Cependant, toutes les idées reçues sont balayées par Ibn Al Haytham (955 à 1039), né à Basra et vivant au Caire. Dans le Kitab al Manazir (Livre de l’optique), il montre expérimentalement, en disséquant des yeux de ruminants, que l’œil est un capteur qui reçoit la lumière mais n’en émet pas. Il étudie alors l’émission par des lampes à large mèche et par des corps éclairés. Ce travail est véritablement fondateur de l’optique scientifique. Il remet en doute les

expériences de réfraction de Ptolémée et même son système astronomique, pourtant universellement admis1.
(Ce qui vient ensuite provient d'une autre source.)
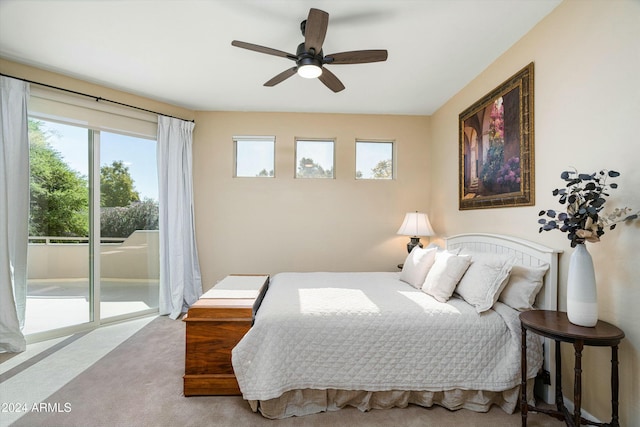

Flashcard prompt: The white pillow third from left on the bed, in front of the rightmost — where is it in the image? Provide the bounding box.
[455,252,516,313]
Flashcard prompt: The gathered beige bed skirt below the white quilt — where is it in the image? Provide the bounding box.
[249,379,535,419]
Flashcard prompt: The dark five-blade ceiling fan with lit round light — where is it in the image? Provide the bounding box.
[231,8,387,92]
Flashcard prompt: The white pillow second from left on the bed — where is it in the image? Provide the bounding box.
[422,250,471,302]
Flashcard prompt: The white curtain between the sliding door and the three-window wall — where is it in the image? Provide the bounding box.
[158,116,202,319]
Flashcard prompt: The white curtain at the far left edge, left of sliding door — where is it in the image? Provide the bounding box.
[0,76,29,353]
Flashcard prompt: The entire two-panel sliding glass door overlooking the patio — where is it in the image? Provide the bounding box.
[24,118,159,335]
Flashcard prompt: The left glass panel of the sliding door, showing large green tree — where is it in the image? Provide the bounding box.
[23,120,92,335]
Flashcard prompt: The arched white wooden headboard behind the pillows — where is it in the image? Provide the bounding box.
[444,233,562,403]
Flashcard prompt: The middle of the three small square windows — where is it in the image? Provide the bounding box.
[296,139,334,178]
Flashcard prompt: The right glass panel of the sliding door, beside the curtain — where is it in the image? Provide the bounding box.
[100,132,160,319]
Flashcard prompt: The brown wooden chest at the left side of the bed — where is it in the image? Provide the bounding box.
[183,275,269,396]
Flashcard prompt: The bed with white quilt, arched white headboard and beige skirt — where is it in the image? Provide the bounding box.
[232,234,558,419]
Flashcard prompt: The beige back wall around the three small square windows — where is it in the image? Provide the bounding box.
[193,111,429,290]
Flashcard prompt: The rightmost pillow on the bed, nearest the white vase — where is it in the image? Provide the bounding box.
[498,264,549,311]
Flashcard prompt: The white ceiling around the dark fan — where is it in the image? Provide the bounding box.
[0,0,561,115]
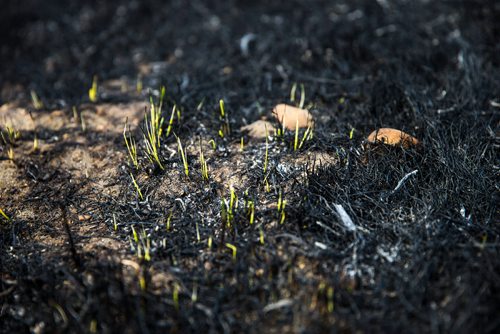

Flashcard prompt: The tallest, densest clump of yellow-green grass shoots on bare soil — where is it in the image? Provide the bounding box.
[143,87,165,170]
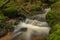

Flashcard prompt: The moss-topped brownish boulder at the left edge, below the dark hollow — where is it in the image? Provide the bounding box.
[0,13,10,37]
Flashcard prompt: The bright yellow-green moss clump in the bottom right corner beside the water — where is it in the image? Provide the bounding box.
[47,23,60,40]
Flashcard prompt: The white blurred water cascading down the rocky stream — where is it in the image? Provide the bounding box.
[12,8,50,40]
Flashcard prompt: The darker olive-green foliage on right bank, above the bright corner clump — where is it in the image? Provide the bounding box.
[46,1,60,26]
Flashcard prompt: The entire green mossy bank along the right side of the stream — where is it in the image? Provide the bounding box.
[46,0,60,40]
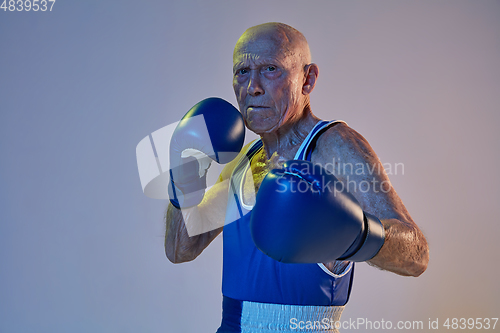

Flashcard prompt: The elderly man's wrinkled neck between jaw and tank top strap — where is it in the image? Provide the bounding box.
[261,111,320,160]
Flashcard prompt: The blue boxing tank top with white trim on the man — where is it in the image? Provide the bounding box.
[222,121,354,306]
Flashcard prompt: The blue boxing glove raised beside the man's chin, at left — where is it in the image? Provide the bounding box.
[168,97,245,208]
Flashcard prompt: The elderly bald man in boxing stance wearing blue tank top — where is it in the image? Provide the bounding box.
[165,23,429,333]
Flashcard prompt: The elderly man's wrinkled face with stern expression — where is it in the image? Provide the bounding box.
[233,36,304,134]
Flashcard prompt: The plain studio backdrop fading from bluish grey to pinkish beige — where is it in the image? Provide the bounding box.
[0,0,500,333]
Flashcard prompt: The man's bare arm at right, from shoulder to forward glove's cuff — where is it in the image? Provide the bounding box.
[312,124,429,276]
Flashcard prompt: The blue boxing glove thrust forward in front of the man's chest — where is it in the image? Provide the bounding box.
[250,160,385,263]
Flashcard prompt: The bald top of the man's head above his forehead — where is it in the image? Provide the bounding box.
[233,22,311,67]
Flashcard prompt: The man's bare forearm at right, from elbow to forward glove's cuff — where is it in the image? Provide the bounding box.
[368,219,429,277]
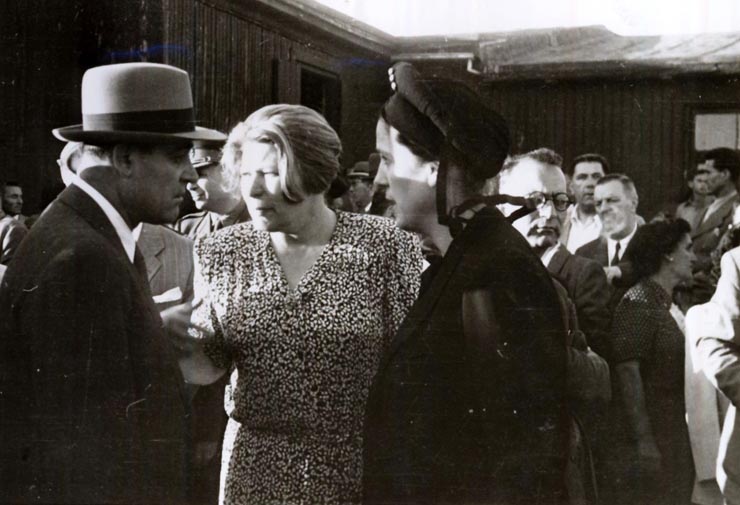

Transmis un siècle plus tard à Oxford par Witelo, un moine, ce travail déterminera la contribution essentielle à la théorie des lentilles fournie par Roger Bacon.

La chimie

Il s’agit essentiellement d’alchimie, sous-tendant la recherche de la transmutation des métaux. Cependant, un certain nombre de produits d’utilité industrielle ont été bien étudiés, comme l’alun (pour le mordançage des tissus avant teinture), les acides inorganiques, nitrique, chlorhydrique, sulfurique, ou des matériaux comme le verre. Le travail le plus connu est celui de Jabir Ibn Hayyam (mort en 815), nommé Géber en Europe. Celui-ci, malgré beaucoup de magie et de religion, veut ramener toute la chimie à des lois de quantité et de mesures dans « les livres des balances ». Il recherche soigneusement toutes les applications de sa chimie à la pharmacopée, à la teinture ou à la métallurgie.

On peut dire que toute l’alchimie européenne du Moyen Âge provient de l’Islam, et pourtant les Arabes ne croyaient pas tous à la transmutation. En particulier, cette recherche a été vivement combattue par Al Kindi, Ibn Sina ou Ibn Khaldum.

Des produits techniques comme le verre, pourtant connu dès l’antiquité, ont été étudiés et renouvelés grâce à l’Islam. En effet, le royaume chrétien d’Antioche, qui a subsisté quelques temps après la chute de Jérusalem (jusqu’en 1260), a développé avec des spécialistes musulmans l’art de la verrerie et a vendu ses connaissances à Venise, d’où la célébrité de Murano.